Chester school pupils are taking part in a controversial vaccination programme. JO HENWOOD reports
Hundreds of 12- and 13-year-old girls in Chester are taking part in a Government immunisation programme to combat cervical cancer.
The HPV (Human Papilloma Virus) vaccine is being offered to Year 8 pupils through schools by NHS school health advisers.
Within the next six months the girls will be given a course of three injections against the two types of HPV which are known to cause more than 70% of cervical cancers. The vaccine has the potential to save about 400 lives each year.
Schools have been informing girls about the vaccine through assemblies and presentations.
The deputy headteacher of The Queen’s School in Chester, Irene Jones, said: “Letters were sent to parents in June outlining details of the vaccine programme. In July we were visited by two school health team leaders who gave the girls a 20- minute presentation about cervical cancer and the benefits of the vaccine.
“This was followed by an animated question-and-answer session with all sorts of questions from the girls, including ‘will it hurt?’, ‘what are the side effects?’ and ‘what evidence is there that this will protect me from cancer?’”
There has been some controversy surrounding the vaccine, including the Government’s decision to use the Cerverix vaccination, which protects against two of the HPV viruses, over Gardasil, which protects against four, including the virus that causes genital warts. Although genital warts are not life- threatening there are 10,000 new cases in England every year.

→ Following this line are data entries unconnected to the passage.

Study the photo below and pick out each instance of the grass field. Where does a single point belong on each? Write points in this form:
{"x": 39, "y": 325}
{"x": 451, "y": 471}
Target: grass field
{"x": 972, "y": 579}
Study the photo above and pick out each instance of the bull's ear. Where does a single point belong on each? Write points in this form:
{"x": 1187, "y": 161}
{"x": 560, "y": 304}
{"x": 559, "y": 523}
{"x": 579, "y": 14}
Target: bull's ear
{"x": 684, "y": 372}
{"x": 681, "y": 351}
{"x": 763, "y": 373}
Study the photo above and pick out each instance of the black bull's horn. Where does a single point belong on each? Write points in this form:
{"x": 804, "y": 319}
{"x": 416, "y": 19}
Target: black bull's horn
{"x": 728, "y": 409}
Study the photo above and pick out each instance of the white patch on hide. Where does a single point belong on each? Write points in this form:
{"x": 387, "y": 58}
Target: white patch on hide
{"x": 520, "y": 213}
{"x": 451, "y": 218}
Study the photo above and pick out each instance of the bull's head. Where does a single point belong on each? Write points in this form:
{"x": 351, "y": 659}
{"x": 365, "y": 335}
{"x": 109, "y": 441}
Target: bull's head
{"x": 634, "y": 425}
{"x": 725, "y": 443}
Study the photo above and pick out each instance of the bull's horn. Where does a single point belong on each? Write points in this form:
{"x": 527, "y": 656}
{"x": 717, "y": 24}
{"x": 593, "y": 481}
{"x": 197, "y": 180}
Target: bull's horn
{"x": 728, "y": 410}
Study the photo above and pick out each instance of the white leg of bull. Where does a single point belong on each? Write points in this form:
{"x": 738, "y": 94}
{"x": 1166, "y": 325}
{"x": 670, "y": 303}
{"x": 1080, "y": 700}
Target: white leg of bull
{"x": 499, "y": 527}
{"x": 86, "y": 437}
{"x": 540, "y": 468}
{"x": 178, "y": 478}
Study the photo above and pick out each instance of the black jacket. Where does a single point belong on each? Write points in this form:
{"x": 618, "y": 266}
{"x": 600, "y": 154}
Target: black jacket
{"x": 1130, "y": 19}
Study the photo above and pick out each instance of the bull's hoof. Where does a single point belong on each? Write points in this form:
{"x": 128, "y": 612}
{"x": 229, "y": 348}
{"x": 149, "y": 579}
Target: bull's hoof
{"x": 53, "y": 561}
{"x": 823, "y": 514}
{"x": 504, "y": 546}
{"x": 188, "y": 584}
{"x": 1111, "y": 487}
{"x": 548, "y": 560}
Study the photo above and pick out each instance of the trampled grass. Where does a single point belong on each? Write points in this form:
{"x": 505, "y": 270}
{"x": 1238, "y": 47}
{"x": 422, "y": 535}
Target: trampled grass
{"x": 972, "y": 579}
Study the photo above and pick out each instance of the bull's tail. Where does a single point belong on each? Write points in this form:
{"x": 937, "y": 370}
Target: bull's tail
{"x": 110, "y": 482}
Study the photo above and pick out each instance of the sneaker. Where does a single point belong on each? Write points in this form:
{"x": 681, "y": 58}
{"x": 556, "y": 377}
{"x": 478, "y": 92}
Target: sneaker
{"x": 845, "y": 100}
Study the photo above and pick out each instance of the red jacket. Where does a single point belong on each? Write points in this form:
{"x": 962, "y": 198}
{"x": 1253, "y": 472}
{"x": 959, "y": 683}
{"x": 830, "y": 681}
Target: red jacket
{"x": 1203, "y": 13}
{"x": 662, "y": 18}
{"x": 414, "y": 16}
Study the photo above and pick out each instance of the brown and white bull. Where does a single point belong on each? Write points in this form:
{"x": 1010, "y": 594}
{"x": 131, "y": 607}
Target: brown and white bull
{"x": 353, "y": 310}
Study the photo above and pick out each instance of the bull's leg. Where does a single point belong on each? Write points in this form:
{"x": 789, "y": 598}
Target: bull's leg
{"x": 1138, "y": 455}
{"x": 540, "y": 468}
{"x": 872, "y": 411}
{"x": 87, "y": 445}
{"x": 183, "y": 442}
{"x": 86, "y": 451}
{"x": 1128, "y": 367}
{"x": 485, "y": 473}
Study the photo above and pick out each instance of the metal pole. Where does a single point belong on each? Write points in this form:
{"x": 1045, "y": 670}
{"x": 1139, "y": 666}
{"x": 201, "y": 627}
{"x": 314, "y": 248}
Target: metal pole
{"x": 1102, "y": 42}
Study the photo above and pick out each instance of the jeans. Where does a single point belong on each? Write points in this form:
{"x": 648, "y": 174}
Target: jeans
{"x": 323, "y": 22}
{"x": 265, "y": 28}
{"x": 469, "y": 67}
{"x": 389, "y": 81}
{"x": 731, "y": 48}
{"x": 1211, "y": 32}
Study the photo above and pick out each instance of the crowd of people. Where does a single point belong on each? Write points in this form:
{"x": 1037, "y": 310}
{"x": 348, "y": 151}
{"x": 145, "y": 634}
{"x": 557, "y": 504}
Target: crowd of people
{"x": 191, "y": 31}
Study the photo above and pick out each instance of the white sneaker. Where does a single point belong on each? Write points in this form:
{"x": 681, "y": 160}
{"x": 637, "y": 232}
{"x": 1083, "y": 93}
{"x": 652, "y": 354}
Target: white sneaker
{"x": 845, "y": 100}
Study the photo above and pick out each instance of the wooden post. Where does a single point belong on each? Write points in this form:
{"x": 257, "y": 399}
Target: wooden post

Dr Colm O’Mahoney of the Department of Sexual Health (GUM) at the Countess of Chester Foundation Trust said: “It is good news that the Government has decided to introduce this vaccine for 12- and 13-year-old girls. My regret is that they didn’t choose Gardasil, which would offer the added protection against genital warts. We see about 800 new cases in our clinic at Chester every year.”
Wendy Meredith, director of public health for Western Cheshire and Cheshire County Council, defends the choice of Cerverix.
She said: “The aim of the campaign is to reduce rates of cervical cancer. The Department of Health chose the vaccine that best met the pre-set selection criteria for preventing cervical cancer. The vaccine provides protection criteria against the two types of HPV that cause more than 70% of cervical cancers. It is 99% effective.”
As HPV is sexually transmitted, the Government has also been accused of cost-cutting by not offering the vaccine to boys.
Wendy responded: “As boys do not suffer from cervical cancer, the benefits of this vaccination programme are less for boys than for girls. By vaccinating girls, however, this reduces the transmission of infections to boys, which should lead to a reduction in the rarer other forms of cancer caused by these two types of HPV in both boys and girls.”
Some religious groups are opposed to the vaccine for fear that it will encourage promiscuity. A Roman Catholic high school in Manchester recently refused permission for its girls to be vaccinated on the premises, stating a school was not the right place to receive injections.
John Murray, headteacher of Chester Catholic High School, is supporting the programme and sent a letter to parents outlining the Catholic Education Service’s view of the immunisation programme. He quoted a statement from the CES in June which said: “The availability of vaccination against HPV offers the prospect of saving hundreds of lives each year and protecting the health of many more women and the well-being of their families.”
It concludes: “There is nothing in Catholic teaching to suggest that there is anything wrong with the use of vaccination against this disease, nor does it undermine the Church’s teachings in regard to human relationships and sexual activity.Š It remains important that all safe and moral steps are taken to protect people from the virus.Š This includes good relationships education in both home and at school and also the opportunity to have this optional vaccination while a teenager.”
Erica Cowley, mother of 12-year-old Kathryn, said: “I am very pleased with the way the school has dealt with this. Kathryn and I have sat down and discussed the vaccine and she is very well informed.”
This year, only girls aged 17 and 18 will be offered the vaccination by their own GP practice as not all girls of this age are still at school.
A two-year ‘catch-up’ programme will start in 2009-10 to vaccinate girls aged 15-18. This will ensure that by summer 2011 all girls currently up to the age of 18 will be protected.
Wendy added: “I’m pleased to say that the vaccination campaign is now up and running and going to plan. Although it is early days, 88% of eligible girls who have been invited have already been immunised in local schools and I’d like to thank parents and our colleagues in schools for their support and co-operation in getting us off to such a good start.”
The second phase of the vaccination campaign is due to start on Monday, October 20, when girls in the target age group receive their second dose of the HPV vaccine.
Any girls who have missed out on their first dose of the vaccine have an opportunity to join the programme in this second phase. For further information, parents or carers should contact their daughter’s school health adviser.
According to the Health Protection Agency, the anticipated uptake rate is 90% of eligible girls by 2011.